🤖 AI Summary
This work investigates the synergistic effects of pretraining, mid-training, and reinforcement learning (RL) post-training on language models’ reasoning capabilities—specifically whether RL genuinely extends the capability boundaries established during pretraining.
Method: We introduce a controlled experimental framework grounded in synthetic reasoning tasks, atomic operation modeling, and interpretable reasoning-chain generation. Training distributions are systematically manipulated, and process-level rewards are incorporated to guide intermediate reasoning steps.

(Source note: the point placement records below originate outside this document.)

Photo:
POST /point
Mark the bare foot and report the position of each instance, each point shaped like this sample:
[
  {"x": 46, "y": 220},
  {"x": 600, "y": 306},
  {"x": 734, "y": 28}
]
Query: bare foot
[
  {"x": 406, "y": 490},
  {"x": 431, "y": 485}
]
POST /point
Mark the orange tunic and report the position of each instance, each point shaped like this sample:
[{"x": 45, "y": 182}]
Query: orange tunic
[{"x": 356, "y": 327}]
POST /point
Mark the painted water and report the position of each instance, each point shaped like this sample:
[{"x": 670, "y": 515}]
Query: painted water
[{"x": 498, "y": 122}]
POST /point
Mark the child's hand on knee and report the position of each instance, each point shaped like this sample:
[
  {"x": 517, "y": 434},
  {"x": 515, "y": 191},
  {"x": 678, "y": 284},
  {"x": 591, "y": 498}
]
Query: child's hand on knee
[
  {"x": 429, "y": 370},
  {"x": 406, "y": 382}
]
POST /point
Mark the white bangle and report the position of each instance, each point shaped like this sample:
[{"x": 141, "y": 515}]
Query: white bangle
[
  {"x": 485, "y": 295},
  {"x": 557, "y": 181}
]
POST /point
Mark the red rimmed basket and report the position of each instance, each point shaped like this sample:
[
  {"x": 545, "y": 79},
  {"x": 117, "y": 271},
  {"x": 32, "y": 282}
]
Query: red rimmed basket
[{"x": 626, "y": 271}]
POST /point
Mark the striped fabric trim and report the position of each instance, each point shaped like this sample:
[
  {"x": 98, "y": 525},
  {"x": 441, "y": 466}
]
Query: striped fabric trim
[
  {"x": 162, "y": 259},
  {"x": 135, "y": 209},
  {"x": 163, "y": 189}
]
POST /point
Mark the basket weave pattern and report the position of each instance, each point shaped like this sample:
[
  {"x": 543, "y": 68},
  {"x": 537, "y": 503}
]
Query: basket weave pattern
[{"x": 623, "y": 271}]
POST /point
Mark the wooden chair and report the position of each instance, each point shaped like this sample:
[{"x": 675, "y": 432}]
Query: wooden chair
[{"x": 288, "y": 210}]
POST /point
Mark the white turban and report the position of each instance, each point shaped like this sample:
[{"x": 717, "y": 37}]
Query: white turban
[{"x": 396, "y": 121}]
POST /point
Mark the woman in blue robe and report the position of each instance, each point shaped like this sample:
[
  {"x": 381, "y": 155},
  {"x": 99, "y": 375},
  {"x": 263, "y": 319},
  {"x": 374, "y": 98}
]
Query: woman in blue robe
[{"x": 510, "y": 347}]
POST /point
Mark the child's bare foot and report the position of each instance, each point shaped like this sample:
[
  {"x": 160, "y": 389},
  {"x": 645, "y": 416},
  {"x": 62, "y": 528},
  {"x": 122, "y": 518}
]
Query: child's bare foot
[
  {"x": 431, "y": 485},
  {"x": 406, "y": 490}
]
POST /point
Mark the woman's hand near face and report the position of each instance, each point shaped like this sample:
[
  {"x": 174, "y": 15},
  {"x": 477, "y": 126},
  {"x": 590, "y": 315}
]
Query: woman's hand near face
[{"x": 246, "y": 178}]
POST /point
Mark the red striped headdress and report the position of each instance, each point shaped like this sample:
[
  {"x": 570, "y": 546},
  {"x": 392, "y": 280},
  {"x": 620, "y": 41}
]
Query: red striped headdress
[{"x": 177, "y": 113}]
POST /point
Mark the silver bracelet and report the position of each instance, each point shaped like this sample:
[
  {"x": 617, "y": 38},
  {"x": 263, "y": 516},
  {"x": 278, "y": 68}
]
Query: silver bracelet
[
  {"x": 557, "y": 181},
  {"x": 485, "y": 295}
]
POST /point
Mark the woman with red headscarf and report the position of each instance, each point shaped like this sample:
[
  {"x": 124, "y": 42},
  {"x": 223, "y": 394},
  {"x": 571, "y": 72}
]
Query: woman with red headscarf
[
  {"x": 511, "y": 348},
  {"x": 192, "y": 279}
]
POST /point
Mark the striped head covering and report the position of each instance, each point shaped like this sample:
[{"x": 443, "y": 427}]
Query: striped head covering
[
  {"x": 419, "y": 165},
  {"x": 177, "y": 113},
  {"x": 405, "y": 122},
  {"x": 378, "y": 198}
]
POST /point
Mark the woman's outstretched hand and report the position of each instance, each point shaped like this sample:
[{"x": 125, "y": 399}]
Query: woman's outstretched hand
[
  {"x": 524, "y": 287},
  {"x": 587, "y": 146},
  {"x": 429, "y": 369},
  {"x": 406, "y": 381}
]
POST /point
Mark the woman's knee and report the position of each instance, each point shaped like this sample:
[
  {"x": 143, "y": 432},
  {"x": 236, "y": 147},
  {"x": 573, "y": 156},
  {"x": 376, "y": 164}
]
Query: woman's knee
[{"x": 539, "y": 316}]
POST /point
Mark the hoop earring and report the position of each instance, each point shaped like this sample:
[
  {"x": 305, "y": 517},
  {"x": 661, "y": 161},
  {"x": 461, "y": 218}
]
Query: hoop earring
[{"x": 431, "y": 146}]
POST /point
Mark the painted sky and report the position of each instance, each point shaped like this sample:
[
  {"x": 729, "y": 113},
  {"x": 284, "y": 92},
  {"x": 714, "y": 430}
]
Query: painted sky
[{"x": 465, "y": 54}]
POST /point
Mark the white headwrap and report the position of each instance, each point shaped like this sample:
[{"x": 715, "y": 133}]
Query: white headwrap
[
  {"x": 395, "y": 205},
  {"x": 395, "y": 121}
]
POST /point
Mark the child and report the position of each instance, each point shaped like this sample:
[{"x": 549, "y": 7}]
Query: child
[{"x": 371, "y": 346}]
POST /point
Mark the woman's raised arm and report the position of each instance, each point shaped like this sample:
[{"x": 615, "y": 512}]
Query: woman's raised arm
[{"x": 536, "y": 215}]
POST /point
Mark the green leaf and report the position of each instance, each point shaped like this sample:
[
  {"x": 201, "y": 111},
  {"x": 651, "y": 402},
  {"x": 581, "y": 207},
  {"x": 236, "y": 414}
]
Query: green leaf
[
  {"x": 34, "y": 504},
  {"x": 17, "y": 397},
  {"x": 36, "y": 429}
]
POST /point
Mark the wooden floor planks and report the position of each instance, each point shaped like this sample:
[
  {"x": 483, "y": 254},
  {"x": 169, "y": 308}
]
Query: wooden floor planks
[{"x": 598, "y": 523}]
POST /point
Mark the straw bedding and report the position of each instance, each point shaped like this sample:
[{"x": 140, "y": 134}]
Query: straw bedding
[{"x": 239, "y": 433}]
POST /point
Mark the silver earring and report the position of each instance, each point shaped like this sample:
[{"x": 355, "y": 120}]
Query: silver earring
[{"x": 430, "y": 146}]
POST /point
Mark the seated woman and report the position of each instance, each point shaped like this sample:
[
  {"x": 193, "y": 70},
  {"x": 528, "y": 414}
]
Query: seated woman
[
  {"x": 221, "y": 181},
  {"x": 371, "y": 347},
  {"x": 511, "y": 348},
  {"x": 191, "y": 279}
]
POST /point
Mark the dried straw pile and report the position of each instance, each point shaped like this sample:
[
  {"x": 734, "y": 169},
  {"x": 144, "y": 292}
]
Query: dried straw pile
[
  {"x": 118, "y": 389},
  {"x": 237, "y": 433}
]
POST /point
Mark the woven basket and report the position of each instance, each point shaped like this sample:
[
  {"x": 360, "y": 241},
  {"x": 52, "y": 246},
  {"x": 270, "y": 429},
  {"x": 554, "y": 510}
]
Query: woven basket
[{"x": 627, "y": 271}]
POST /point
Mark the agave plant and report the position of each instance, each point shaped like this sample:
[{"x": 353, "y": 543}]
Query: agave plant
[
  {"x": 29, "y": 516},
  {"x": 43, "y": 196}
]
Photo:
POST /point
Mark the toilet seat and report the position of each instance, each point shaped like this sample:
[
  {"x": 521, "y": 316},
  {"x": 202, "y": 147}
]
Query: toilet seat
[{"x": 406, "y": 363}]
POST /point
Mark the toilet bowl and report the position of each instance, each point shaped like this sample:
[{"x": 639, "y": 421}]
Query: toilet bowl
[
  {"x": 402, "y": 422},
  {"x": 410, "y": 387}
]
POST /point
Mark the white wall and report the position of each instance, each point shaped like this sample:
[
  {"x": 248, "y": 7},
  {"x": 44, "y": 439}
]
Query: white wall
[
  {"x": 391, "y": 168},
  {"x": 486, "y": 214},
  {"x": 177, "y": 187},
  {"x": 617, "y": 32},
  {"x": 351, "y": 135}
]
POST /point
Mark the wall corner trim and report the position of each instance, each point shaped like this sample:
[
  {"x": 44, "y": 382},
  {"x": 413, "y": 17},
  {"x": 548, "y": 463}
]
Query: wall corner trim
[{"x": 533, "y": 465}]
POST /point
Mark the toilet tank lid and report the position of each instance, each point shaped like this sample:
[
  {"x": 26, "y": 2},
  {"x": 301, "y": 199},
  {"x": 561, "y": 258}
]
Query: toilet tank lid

Contributions/Results: (1) RL yields genuine reasoning improvements only when pretraining preserves sufficient capacity *and* RL focuses on boundary tasks; (2) mid-training substantially outperforms pure RL under fixed compute budgets; (3) context-based transfer requires only minimal pretraining; (4) process-level rewards significantly enhance reasoning fidelity. Collectively, these findings provide causal evidence and principled design guidelines for reasoning-oriented language model training.
📝 Abstract
Recent reinforcement learning (RL) techniques have yielded impressive reasoning improvements in language models, yet it remains unclear whether post-training truly extends a model's reasoning ability beyond what it acquires during pre-training. A central challenge is the lack of control in modern training pipelines: large-scale pre-training corpora are opaque, mid-training is often underexamined, and RL objectives interact with unknown prior knowledge in complex ways. To resolve this ambiguity, we develop a fully controlled experimental framework that isolates the causal contributions of pre-training, mid-training, and RL-based post-training. Our approach employs synthetic reasoning tasks with explicit atomic operations, parseable step-by-step reasoning traces, and systematic manipulation of training distributions. We evaluate models along two axes: extrapolative generalization to more complex compositions and contextual generalization across surface contexts. Using this framework, we reconcile competing views on RL's effectiveness. We show that: 1) RL produces true capability gains (pass@128) only when pre-training leaves sufficient headroom and when RL data target the model's edge of competence, tasks at the boundary that are difficult but not yet out of reach. 2) Contextual generalization requires minimal yet sufficient pre-training exposure, after which RL can reliably transfer. 3) Mid-training significantly enhances performance under fixed compute compared with RL only, demonstrating its central but underexplored role in training pipelines. 4) Process-level rewards reduce reward hacking and improve reasoning fidelity. Together, these results clarify the interplay between pre-training, mid-training, and RL, offering a foundation for understanding and improving reasoning LM training strategies.